学ぶことと視点 歴史散歩 平戸3

長崎市五島町にある羅針塾 学習塾・幼児教室 https://rashinjyuku.com/wp では、塾生は何事にも自主的に取り組む姿勢を身につけて欲しいと考えます。限られた時間の中で効率よく行動するのも習慣付けが必要ですし、自ら進んで行えば気持ちの良いものです。

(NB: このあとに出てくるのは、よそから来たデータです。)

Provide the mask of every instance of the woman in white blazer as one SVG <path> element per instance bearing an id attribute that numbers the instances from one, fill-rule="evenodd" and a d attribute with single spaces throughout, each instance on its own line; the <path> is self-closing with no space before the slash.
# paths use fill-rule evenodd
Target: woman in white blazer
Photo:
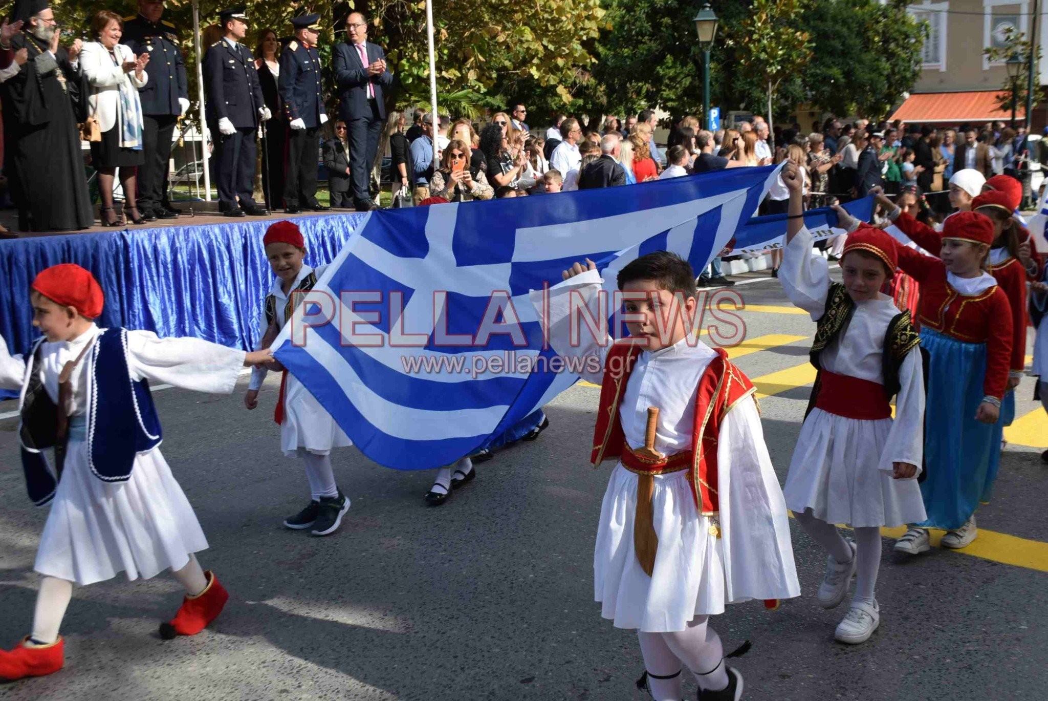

さて、松浦資料博物館で様々な展示物を見ていると、何度か「成る程!」と思わず呟くことがありました。切支丹の歴史もその一つです。豊臣秀吉の禁教令(1587年)による所謂「二十六聖人」の殉教はよく知られています。その後の元和八年(1622)、長崎の西坂での切支丹信徒の同時処刑の絵図は、複製とは言え、なんとも言えない感慨が生じました。

元和八年長崎大殉教図

上図の説明書きには、

元和八年長崎大殉教図 複製 原本:イタリア内務省宗教建造物基金(ジェズ教会)蔵

元和八年(1622)、長崎の西坂で55人のキリスト教徒と宣教師が火刑と斬首で処刑された。この処刑の様子を見ていた日本人の修道士がスケッチし、マカオで完成させてローマに送られたと言われる。殉教する人々の中には女性や子供の姿も描かれている。またこの絵の下部左端には、平戸松浦家の船と考えられる三つ星の家紋が描かれた船が見られる。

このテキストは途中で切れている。